Much contained in those few missing words.

—RJO

6 comments:

Robert J. said...

"Ruth Johnson in her girlhood had been a captive among the Indians, who, March 15 1696-7, murdered her father and mother and her two sisters. Twelve years afterwards, Aug. 20. 1708, when she herself was slain, she held in her arms her only child, Lydia, aged six years and six months, born in the second year of her marriage. Strange to say, the child escaped the tomahawk of the Indians, and grew up to womanhood, and in her twenty-fifth year married Ebenezer Gile, whom she long survived, dying in Enfield, N.H., at the age of seventy-four, leaving issue. Her mother lies buried in Haverhill, Mass., in the old cemetery called Pentucket."

The final lines are said to be:

Once wt ye Indians
In Captivity
After twas her lot
In their hands to dy


Much contained in those few missing words.

—RJO

Caitlin GD Hopkins said...

Wow, thanks. I'll bump this up to the post.

Robert J. said...

And interesting comparative study would be how captivity and/or death "at ye hands of ye Indians" was treated on gravestones specifically.

Heather Wilkinson Rojo said...

Caitlin, I'm a genealogist and I love your blog.

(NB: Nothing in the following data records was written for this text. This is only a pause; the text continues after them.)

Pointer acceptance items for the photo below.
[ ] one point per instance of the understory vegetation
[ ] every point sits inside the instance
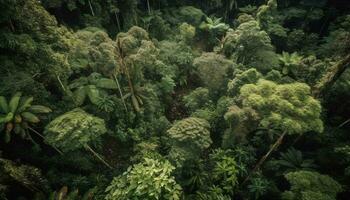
(174, 99)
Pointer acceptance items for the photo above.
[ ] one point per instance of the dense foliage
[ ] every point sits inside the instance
(174, 99)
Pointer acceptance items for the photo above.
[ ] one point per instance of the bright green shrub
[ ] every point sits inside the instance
(306, 185)
(149, 180)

I check every day for a new photo on your website. have nominated you for the "Ancestor Approved Award" and posted your name and
a link to your website on my own blog. I hope it generates some traffic for
you. You can read about it at
http://nutfieldgenealogy.blogspot.com/2010/04/ancestor-approved-award.html You
can pass along the award to another blogger, and display the badge on your website if you would like.

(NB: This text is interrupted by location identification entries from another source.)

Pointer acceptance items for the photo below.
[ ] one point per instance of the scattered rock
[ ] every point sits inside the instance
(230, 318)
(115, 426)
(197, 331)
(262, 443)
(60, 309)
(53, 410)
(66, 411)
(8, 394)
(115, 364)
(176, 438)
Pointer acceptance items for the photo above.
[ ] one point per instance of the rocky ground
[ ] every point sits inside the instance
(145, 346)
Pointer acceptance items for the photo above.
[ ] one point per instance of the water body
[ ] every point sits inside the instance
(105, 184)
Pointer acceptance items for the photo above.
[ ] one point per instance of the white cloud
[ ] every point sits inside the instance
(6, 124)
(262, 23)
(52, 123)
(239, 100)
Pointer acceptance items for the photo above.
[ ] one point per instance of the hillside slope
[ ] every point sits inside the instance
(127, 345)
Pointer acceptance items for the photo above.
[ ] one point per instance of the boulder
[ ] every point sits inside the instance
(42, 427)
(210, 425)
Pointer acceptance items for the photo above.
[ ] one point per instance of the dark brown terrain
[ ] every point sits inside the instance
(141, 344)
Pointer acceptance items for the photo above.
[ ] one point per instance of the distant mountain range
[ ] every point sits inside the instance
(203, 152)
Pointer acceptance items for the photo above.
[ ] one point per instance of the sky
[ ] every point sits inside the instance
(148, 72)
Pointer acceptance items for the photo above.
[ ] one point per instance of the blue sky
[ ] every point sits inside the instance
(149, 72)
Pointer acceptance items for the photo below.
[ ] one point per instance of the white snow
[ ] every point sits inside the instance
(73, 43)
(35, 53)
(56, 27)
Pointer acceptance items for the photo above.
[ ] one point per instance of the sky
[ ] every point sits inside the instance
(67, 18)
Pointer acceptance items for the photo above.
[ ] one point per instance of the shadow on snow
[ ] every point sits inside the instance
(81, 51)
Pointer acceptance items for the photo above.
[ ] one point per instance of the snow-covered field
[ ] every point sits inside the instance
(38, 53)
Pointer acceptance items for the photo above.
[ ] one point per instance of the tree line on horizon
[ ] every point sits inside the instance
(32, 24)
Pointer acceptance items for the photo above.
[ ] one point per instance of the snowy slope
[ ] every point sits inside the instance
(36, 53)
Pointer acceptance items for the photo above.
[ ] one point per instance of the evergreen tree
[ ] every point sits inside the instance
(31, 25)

Caitlin GD Hopkins said...

Heather,

Thanks so much! I am honored. I am (very slowly) working on a redesign, so I'll be sure to work the badge in!

leslie said...

This woman lead an interesting, though short life indeed. The link by Bob says her father was wounded in the Great Swamp Fight. I live near the Great Swamp and have been in there more times than I know. The site off Rt 2 in South Kingstown where the monument is located is probably not where the "fight" happened. In Church's account, I believe, there's a reference to firing down into the fort from a hillside, as I recall, which is an impossibility in the flat, swampy area where the monument is. I've been told where the real battle site is by someone who I trust knows and it's in a place where colonial forces could fire down into the fort. It's also in a place that's far deeper into the swamp than where the monument is located.